I want to build an object detector.
The YOLO models are too large for my use case.
In my use case there is only a single type of object to detect.
It is also guaranteed to appear once at most.
Hence I thought I could come up with a very simple and efficient model.
I was wondering, for such case, how would you design the model?
Would you choose YOLO style model with anchors? Which convolutions?
Which loss to take advantage there is only a single class?
I’d be happy if people shared there intuition to that specific use case.
In cases of computer vision it tends to include blocks of Conv2d->BatchNorm->Activation->Dropout2d-> this will learn filters (like these).
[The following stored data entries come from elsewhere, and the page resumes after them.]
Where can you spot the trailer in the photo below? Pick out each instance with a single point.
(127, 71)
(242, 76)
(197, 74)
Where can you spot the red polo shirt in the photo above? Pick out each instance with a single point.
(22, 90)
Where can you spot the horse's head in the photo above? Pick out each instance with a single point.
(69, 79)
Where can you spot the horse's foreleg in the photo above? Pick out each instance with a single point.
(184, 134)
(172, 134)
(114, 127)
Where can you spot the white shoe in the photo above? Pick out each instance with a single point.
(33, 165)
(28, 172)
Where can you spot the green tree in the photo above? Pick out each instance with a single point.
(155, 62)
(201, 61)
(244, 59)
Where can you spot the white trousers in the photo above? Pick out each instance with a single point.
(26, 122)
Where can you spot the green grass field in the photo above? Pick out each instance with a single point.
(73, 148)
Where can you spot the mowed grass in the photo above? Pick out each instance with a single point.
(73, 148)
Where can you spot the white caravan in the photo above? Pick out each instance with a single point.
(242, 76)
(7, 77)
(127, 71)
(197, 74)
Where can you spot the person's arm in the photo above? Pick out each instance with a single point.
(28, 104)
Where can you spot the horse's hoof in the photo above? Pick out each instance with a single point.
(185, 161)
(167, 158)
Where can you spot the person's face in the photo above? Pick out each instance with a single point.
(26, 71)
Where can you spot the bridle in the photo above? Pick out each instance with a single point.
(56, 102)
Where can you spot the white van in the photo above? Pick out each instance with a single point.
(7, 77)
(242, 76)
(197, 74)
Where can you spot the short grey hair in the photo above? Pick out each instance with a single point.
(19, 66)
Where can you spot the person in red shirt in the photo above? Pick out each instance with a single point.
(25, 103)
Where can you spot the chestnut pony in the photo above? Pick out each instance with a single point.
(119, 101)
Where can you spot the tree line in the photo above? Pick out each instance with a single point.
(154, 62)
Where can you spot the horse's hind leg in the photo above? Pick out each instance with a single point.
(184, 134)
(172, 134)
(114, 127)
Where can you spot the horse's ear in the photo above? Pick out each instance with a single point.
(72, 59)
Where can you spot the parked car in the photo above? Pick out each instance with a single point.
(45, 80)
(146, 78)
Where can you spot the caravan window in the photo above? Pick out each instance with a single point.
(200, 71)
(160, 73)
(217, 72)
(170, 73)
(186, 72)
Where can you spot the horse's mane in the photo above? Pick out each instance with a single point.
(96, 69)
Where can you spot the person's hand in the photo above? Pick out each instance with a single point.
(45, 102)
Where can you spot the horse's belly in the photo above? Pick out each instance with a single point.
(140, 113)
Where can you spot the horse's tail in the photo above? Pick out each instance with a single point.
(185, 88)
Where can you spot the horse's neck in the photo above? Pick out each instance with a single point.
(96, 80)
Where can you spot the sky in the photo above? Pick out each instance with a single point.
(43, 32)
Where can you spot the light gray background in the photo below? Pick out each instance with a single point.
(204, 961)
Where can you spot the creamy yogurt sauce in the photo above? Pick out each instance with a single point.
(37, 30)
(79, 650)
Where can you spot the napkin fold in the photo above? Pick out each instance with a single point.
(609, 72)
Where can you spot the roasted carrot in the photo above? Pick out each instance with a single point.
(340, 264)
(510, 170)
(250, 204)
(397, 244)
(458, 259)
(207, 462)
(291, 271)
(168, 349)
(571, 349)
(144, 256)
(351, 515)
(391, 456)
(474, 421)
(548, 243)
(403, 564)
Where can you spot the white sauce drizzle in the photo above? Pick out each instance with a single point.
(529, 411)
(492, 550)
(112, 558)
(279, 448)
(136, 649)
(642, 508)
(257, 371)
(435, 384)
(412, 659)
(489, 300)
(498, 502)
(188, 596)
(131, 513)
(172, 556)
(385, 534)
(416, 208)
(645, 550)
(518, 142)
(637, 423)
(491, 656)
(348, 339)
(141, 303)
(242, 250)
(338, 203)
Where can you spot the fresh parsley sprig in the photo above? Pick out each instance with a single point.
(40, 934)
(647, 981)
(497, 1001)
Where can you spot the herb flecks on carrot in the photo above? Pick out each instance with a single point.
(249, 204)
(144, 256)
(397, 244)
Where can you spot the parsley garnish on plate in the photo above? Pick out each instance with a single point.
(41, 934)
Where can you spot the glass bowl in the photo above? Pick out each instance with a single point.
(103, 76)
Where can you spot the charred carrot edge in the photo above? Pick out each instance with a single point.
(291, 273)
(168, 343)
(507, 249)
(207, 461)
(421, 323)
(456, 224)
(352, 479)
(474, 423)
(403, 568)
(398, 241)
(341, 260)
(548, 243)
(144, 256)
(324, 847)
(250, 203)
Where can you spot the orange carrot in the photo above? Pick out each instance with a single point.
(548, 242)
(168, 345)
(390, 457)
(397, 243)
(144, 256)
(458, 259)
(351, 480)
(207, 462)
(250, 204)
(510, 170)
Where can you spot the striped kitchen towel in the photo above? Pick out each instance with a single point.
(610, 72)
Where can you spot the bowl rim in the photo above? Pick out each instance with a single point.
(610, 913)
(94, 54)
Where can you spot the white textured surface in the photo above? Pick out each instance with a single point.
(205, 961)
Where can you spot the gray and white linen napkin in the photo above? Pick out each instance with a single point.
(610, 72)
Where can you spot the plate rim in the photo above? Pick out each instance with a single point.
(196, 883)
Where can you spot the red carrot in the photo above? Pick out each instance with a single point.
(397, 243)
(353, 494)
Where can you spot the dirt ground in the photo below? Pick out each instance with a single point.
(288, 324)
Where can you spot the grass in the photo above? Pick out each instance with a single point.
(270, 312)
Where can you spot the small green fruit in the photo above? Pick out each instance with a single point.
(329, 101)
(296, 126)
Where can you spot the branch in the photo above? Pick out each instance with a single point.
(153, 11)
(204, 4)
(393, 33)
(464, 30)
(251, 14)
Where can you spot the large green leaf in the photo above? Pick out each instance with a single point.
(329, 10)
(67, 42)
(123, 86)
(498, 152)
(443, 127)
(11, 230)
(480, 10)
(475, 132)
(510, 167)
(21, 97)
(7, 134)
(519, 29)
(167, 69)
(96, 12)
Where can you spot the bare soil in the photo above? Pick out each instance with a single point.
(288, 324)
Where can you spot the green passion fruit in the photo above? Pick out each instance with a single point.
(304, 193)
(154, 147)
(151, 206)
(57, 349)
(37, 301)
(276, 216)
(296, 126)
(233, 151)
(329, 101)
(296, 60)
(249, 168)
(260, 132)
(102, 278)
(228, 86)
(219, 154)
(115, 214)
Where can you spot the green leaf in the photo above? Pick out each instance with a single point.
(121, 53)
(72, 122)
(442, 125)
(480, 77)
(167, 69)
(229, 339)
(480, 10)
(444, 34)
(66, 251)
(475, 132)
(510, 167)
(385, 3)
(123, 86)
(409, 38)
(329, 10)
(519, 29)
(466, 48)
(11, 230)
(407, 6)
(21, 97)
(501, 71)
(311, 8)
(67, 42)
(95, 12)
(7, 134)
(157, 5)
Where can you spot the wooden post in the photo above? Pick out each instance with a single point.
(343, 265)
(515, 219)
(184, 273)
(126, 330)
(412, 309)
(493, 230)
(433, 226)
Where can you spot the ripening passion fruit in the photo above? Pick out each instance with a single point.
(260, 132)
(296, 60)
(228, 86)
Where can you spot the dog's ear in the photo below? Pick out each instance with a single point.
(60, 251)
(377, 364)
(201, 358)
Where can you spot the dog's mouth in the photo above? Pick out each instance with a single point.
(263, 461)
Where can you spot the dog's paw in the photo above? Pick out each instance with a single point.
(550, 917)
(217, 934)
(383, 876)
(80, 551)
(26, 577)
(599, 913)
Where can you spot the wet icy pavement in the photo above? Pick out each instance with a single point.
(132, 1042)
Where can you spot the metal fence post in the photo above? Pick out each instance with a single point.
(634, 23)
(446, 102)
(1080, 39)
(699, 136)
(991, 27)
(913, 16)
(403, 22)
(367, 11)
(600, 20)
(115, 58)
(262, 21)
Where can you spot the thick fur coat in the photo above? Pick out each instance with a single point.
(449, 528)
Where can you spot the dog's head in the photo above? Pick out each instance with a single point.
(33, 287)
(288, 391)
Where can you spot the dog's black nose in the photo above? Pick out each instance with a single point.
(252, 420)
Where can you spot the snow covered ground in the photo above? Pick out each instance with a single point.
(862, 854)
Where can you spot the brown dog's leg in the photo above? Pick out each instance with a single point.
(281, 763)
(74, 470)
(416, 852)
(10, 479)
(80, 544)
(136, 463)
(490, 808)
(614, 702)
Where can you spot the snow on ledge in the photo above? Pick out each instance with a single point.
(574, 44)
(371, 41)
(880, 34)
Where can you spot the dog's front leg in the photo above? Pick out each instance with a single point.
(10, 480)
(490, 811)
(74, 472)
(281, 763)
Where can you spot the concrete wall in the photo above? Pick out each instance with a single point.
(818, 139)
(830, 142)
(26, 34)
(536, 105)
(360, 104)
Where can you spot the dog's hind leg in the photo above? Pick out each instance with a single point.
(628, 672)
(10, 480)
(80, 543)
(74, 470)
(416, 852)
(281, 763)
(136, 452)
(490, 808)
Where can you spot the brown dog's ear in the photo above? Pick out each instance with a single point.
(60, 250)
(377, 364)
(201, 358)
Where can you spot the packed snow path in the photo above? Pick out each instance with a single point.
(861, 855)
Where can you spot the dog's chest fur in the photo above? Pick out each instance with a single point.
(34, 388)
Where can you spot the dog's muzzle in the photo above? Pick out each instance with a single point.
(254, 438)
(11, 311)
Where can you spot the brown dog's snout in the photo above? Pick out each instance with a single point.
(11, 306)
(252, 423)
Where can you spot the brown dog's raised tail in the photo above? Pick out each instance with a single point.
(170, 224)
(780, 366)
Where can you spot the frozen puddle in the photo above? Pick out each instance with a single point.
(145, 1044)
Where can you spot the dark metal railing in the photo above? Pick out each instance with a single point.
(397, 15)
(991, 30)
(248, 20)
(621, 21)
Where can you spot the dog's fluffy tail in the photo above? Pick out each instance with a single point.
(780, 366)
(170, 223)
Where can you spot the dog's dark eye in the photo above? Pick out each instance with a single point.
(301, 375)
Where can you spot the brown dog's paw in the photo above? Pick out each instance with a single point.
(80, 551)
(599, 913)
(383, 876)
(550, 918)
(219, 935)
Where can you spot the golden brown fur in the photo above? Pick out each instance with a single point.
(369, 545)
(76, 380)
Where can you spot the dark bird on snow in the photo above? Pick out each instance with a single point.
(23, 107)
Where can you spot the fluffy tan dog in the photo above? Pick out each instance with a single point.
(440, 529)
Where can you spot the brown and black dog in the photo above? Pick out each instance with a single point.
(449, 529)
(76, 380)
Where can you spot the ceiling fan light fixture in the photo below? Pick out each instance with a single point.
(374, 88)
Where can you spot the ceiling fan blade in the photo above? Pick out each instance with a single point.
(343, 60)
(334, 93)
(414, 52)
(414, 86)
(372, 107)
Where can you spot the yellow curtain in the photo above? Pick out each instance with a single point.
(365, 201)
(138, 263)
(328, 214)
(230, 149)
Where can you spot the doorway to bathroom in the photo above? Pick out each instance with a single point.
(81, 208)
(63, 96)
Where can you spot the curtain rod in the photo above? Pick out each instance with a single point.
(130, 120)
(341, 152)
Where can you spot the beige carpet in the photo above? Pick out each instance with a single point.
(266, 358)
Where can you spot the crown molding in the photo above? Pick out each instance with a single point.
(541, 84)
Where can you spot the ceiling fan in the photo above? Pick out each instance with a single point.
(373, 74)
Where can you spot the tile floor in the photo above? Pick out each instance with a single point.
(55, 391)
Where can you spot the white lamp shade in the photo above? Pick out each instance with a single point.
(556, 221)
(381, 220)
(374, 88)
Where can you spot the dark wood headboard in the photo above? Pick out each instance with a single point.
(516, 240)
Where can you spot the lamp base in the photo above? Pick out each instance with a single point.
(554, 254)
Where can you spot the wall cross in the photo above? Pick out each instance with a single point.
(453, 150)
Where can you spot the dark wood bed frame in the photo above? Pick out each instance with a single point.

Optimisation comes later.
One intends to pass information efficiently from the areas to the channels, reducing H-W and increasing C. This normally involves hyperparameter tuning.
For the head, you want to end with Flatten->Linear->Activation for single class prediction you can use a sigmoid function or two units and a softmax. But see this cool post about which one is best (tldr, use sigmoid.)
Another option is using a global max pool layer instead of the linear.
It’s also normally used x.view(-1, *size[1:]) for flatten instead of a layer. Not fully sure why not x.view(*size) but anyhow, that’s what I see sometimes.
What loss, any special data preparation?
For the loss for a classification, many times MSE is enough.
How to take advantage only a single class is needed?
Look at the link I provided last.
You may also want to use a random set of common images in your context without the class for teaching “not an instance of the class”. So if you want to detect dogs in a zoo, pass other animals, not dogs as “not a dog” may help.
What about building the model?
I’d like to avoid using anchors.
So basically 2-3 scales, each output a tensor of (h x w x 5) where the 3rd dimensions is:
Probability of detection (Classification).
(x, y) - shift from the top left of the pixel for the center of the box.
(width, height) - normalized width and height of the box.
I assume data is labeled in YOLO format.
Now, what I don’t get is how to implement the loss.
How the loss interacts with the NMS many models apply?
Should I apply the loss of the regression only for the cases the model has high probability of detection?
I actually replied about the loss for a classification task, not for a single object detection as in finding the bounding box.
For that, you can search tutorials, it’s I don’t quite remember it right now, but as a guess I think it involves several losses, for example 1 for the 4 coordinates, and another for the classification. The original YOLO actually had a pretty complicated loss.